Fisher targets managed care

Friday, June 12, 1998

Enquirer Columbus Bureau

COLUMBUS -- Hoping to tap into growing public anger over managed care, Democratic gubernatorial candidate Lee Fisher proposed a new law that would give consumers more clout when battling insurance companies.

"It's time to put patients before profits," Mr. Fisher said at a news conference Thursday.

Modeled after a Patients' Bill of Rights being promoted by President Clinton, the Fisher plan calls for greater access to more doctors, the right to appeal an HMO's decision to deny care to an impartial tribunal, and freedom to sue HMOs if their decision to deny care harms a patient.
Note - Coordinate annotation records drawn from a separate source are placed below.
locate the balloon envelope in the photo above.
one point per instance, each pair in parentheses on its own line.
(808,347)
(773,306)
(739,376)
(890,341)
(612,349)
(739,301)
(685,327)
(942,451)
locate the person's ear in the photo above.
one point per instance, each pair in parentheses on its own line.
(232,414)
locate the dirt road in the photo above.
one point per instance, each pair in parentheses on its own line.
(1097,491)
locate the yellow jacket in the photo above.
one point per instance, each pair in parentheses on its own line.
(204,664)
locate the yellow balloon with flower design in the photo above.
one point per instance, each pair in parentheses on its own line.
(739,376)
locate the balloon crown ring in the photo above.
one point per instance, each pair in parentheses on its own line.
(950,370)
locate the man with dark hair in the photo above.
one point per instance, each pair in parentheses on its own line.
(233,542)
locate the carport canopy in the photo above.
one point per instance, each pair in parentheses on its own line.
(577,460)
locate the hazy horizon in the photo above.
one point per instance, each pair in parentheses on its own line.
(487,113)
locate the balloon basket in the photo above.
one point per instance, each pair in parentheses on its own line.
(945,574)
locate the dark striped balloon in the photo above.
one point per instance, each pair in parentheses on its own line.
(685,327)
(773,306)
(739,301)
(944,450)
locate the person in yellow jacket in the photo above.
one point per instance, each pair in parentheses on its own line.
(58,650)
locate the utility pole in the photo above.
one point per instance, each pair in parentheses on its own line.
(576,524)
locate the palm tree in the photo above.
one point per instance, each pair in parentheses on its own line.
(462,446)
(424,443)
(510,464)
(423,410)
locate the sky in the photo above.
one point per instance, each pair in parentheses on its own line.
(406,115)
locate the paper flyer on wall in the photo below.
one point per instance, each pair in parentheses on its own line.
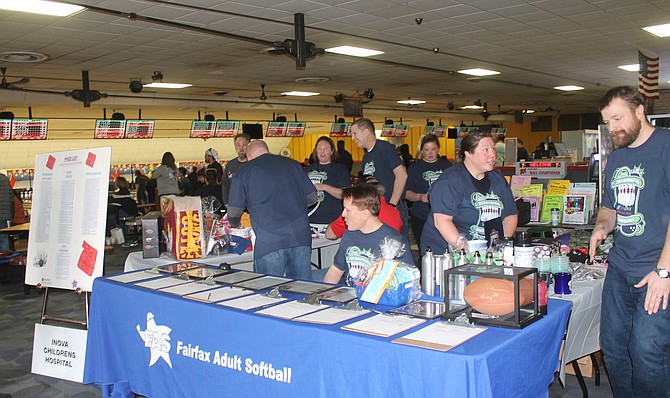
(67,228)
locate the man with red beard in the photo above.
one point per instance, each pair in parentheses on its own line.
(635,321)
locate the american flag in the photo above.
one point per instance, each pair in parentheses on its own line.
(648,77)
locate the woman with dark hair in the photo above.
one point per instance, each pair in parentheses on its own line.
(211,188)
(166,176)
(328,177)
(420,176)
(469,199)
(403,151)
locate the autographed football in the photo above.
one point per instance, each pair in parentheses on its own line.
(494,296)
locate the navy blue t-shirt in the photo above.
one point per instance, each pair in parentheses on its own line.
(274,190)
(380,162)
(455,194)
(420,176)
(637,187)
(333,174)
(358,250)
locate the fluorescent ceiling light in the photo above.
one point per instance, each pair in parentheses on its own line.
(478,72)
(659,30)
(167,85)
(300,93)
(412,102)
(569,88)
(630,68)
(354,51)
(40,7)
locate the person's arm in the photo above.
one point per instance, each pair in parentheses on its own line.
(605,224)
(334,191)
(658,289)
(416,197)
(446,227)
(509,224)
(235,216)
(399,184)
(333,275)
(311,198)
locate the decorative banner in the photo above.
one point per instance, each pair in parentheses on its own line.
(226,128)
(109,128)
(5,129)
(139,128)
(69,214)
(29,129)
(340,130)
(203,129)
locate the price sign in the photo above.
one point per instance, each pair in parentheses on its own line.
(29,129)
(545,170)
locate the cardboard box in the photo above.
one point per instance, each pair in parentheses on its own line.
(151,234)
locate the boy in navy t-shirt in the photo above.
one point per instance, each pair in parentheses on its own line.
(360,244)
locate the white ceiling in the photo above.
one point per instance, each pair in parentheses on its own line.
(535,44)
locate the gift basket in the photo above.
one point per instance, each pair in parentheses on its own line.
(388,281)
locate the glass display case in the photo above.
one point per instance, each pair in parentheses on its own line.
(492,295)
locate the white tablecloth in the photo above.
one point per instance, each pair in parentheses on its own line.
(583,333)
(323,252)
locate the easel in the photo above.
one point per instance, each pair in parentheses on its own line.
(44,317)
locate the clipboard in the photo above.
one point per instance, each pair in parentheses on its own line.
(440,336)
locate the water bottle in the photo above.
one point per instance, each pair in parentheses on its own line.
(477,258)
(428,272)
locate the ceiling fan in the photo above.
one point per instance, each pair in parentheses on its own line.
(11,85)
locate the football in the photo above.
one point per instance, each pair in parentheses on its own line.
(492,296)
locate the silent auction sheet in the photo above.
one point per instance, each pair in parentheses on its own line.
(67,226)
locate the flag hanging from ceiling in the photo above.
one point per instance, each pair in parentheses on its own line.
(648,77)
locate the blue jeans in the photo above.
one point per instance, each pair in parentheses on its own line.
(635,344)
(294,262)
(4,238)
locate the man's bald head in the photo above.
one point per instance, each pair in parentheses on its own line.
(257,148)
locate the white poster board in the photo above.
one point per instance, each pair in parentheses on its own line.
(68,216)
(59,352)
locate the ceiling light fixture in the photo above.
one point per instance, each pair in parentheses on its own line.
(411,102)
(659,30)
(630,68)
(40,7)
(157,82)
(479,72)
(353,51)
(569,88)
(300,93)
(369,94)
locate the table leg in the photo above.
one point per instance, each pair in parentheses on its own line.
(580,378)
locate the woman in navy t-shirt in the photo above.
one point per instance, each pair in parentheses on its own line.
(421,175)
(328,177)
(468,198)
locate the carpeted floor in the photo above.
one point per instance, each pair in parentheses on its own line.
(20,313)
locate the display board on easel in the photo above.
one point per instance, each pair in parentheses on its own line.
(67,229)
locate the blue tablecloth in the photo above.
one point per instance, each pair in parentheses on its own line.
(156,344)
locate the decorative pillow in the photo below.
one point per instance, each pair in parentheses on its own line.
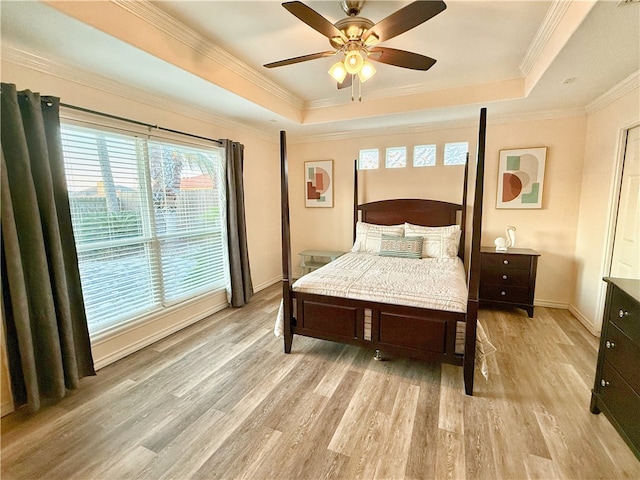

Linda Smrdel Kerns, a Columbus mother of four, joined Mr. Fisher at the event to tell of her battle with breast cancer and with the insurance firm that refused to pay for a bone marrow transplant her doctors said was medically necessary.

"I found myself spending more time fighting the insurance companies than being able to fight my disease," she said.

Ms. Kerns and her family are paying for the treatment, estimated to cost about $100,000.

Among the more controversial components of Mr. Fisher's plan is a provision that would make it easier for patients harmed by an HMO's decision to sue them for damages.

Insurance and small-business lobbies -- already reeling from similar legislation pending in Congress -- began fighting back last month with radio spots featuring "fat-cat" trial lawyers "laughing all the way to the bank" over the prospect of more lawsuits. The ads were broadcast in Ohio, Florida and Missouri, homes of congress members who serve on a GOP managed-care study group.

Mary Yost, spokeswoman for the Ohio Hospital Association, said her organization fears Mr. Fisher's plan, as well as the federal efforts, would increase insurance premiums and government regulation. Mr. Fisher conceded that premiums probably would rise but predicted any added costs would be spread throughout the system.

Bob Taft, the Republican candidate for governor, endorsed portions of the Fisher plan and said he agrees there is a need for a Patient Bill of Rights.

Alan Melamed, Mr. Fisher's campaign chairman, said he realized the appeal of the issue in December when he went to a theater to see the movie, As Good As It Gets.

When the character played by Helen Hunt blasted an HMO for its poor care of her sick son, the audience burst into applause.